Biomarkers of Organophosphate (OP) Exposure: Detection of OP-Cholinesterase Adducts Using Active Site-Specific AntibodiesEPA Grant Number: U916155
Title: Biomarkers of Organophosphate (OP) Exposure: Detection of OP-Cholinesterase Adducts Using Active Site-Specific Antibodies
Investigators: Sandoval, Lisa G.E.
Institution: University of Montana
EPA Project Officer: Michaud, Jayne
Project Period: January 1, 2003 through January 1, 2006
Project Amount: $159,208
RFA: STAR Graduate Fellowships (2003) Recipients Lists
Research Category: Academic Fellowships , Biology/Life Sciences , Fellowship - Biochemistry, Molecular Biology, Cell Biology, Development Biology, and Genetics
The objective of this research project is to design a qualitative and quantitative detection strategy for biomarkers of organophosphate (OP) exposure using antibodies to define an OP-specific molecular fingerprint. OPs constitute a broad class of compounds, including the pesticides malathion, parathion, and chlorpyrifos. Human exposure to OPs results in covalent modification of proteins leading to neurotoxicity and other pathologies. Despite environmental concerns, the use of OPs continues to climb because of a lack of effective alternatives for pest control. Application of these agents has spread in recent decades beyond agricultural uses to urban abatement of insects. This expanded use creates new risks for human exposure and constitutes a public health threat. While not all exposures to OPs result in a clinically measurable event, all exposures will result in the formation of OP-protein conjugates.

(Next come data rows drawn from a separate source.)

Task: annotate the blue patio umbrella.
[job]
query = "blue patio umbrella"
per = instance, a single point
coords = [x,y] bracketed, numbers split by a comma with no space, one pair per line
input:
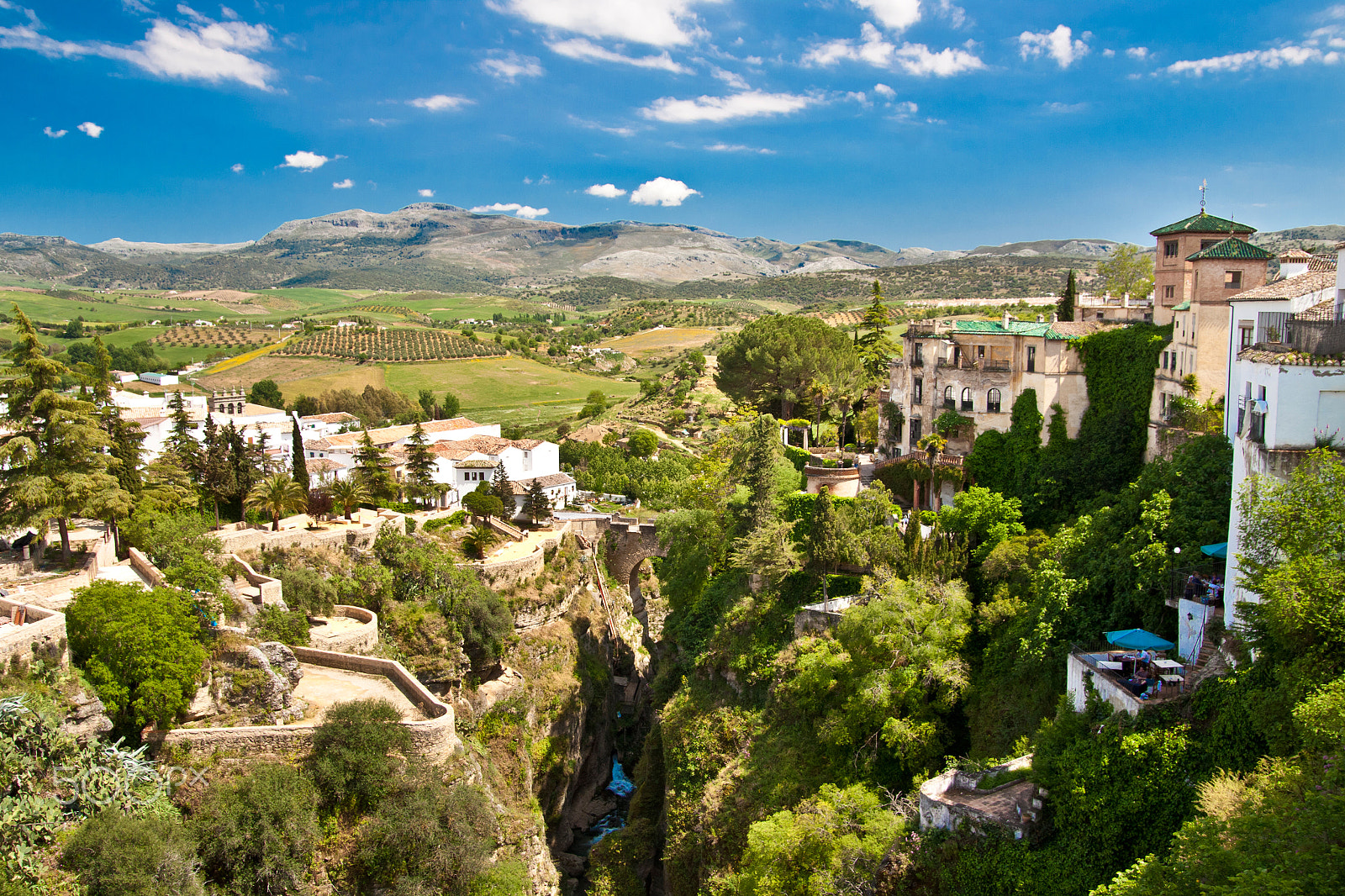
[1138,640]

Currently, OP exposure is monitored by an activity assay of the blood esterases, (butyrylcholinesterase, BChE) and erythrocyte cholinesterase (acetylcholinesterase, AChE). These assays are problematic because of variation in population cholinesterase (ChE) activity and inability to monitor chronic exposure. At present, several commercial antibodies against cholinesterases are available that have the ability to quantify total cholinesterase levels. None, however, are capable of distinguishing between the uninhibited and OP-modified active site nor provide clues to catalytic integrity of the enzyme. To date, no singularly reliable detection method for OP exposure and toxicity exists. It is my hypothesis that ChE covalently modified by OPs can be differentially detected and quantified from unmodified ChE utilizing active site-specific antibodies. This detection scheme will not only differentiate between inhibited and uninhibited ChE, but will provide clues to the nature of the residual inhibitory adduct, namely, the mechanism of covalent modification. This methodology will allow for differentiation between inhibited, reactivated, and aged esterases following OP exposure.